CAUTION: When setting up, place the stand a
healthy distance away from the switch-operated power
strip. This is why you used an extension cord at least 15'
long. Also, place the stand on a high table or other flat,
raised surface so that no one can look down over the rod
and accidentally get hit in the eye.
FLOATING AND FLYING
To make the ring levitate, switch the power strip
on first, then immediately slip the ring over the rod
using one hand (keep the other behind your back).
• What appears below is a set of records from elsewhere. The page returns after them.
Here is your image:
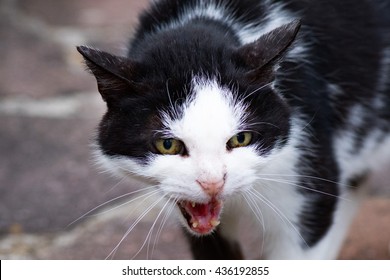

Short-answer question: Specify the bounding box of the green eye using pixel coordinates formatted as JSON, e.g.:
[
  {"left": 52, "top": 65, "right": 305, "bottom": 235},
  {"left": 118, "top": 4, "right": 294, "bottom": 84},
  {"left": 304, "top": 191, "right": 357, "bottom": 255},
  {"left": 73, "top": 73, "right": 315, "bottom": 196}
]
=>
[
  {"left": 154, "top": 138, "right": 184, "bottom": 155},
  {"left": 227, "top": 132, "right": 252, "bottom": 149}
]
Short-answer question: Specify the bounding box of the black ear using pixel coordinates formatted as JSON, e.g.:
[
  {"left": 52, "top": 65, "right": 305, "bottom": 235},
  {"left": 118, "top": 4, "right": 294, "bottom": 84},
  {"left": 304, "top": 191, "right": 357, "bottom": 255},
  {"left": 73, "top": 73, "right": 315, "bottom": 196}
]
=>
[
  {"left": 77, "top": 46, "right": 135, "bottom": 103},
  {"left": 235, "top": 20, "right": 301, "bottom": 82}
]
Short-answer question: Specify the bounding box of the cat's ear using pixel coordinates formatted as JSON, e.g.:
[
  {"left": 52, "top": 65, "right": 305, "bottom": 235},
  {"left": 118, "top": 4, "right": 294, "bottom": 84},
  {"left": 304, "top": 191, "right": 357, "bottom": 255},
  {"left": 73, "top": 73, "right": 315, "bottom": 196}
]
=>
[
  {"left": 235, "top": 20, "right": 301, "bottom": 82},
  {"left": 77, "top": 46, "right": 135, "bottom": 103}
]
This is easier with 2 people (and safer and more
fun). Notice that the ring stops and hovers instead of
falling. The ring is levitating! Then shut off the power
immediately, or else the fuse will blow within a few
seconds and need to be replaced.
For more fun, try shooting the ring upward. For
safety’s sake in your first attempt, wrap the ring with
2 layers of electrical tape. This will weigh it down
so it won’t shoot very high. Put the ring on the rod
and let it slide down to the coil. Step back about 10',
then turn on the power strip. The ring should shoot
up enough to come off the rod. If you want it to go
higher, remove some or all of the ring’s tape.
FASTER AND HIGHER!
This is a demonstration project. While its operation is impressive, you can shoot the ring higher
and faster if you make a few changes. For all these
enhancements, the most important precaution is
to locate the coil and rod even farther away from
the switch, yourself, and any observers. To do this,
use a 50' extension cord in the build, or add it in
between the power strip and the levitator plug. Any
enhancements are for shooting only — not the levitating trick. No one should get close to the live rod.
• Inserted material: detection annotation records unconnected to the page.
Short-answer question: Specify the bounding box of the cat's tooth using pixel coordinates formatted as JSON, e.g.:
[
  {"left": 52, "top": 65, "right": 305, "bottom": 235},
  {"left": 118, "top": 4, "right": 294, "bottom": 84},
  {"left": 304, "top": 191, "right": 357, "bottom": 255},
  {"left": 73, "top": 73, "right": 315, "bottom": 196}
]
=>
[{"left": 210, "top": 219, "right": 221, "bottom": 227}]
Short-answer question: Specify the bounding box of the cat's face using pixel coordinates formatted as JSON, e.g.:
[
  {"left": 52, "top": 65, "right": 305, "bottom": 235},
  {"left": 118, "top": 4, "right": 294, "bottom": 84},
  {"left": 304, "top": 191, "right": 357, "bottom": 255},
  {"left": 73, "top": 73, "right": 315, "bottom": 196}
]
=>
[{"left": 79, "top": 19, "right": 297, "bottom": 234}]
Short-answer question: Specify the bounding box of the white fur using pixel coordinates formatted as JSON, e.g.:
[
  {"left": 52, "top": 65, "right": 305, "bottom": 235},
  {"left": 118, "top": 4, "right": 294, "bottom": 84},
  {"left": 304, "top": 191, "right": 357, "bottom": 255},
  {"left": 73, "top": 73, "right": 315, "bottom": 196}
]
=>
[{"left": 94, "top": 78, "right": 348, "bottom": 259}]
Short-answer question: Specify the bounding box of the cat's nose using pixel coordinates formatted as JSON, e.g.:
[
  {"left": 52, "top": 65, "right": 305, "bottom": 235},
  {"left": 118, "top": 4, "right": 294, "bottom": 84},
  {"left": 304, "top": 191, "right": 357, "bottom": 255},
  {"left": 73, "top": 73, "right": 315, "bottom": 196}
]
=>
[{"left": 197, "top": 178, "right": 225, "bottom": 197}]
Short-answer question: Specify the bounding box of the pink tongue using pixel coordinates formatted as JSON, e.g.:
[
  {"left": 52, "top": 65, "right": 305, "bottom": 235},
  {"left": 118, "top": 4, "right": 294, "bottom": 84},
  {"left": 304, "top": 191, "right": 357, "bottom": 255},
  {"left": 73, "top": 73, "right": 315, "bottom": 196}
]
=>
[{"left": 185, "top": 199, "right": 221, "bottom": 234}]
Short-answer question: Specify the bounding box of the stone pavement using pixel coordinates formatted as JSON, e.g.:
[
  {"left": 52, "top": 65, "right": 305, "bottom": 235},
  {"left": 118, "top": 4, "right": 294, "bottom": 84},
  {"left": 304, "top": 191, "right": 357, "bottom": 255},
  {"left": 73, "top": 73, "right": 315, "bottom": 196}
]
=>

1. Use a countdown before launch, and make sure
any guests are paying attention and are a safe
distance away at the time of launch.
2. Place the levitator on a table or platform, and
aim the rod close to vertical (within 30°). Never
point the rod at anyone!
3. Test the levitator first outside in an open area
that exceeds a 50' radius. Locate it at a safe
distance from overhead power lines.
You may notice that the ring shoots up faster at
times, with the least impressive performances generally occurring while you’re showing someone you
want to impress. The difference in heights depends
on the instantaneous AC voltage, which in a typical
house can vary from below 110V up to 120V.
SAFETY WARNING: Do NOT try to shoot the ring to
the moon by hooking the coil up to a voltage source higher
than 120V AC. For example, do not try this project with
240V AC. Even if the magnet wire’s insulation holds up, you
can start a fire or cause serious injury. Leave higher-volt-age experimentation to the military or MythBusters!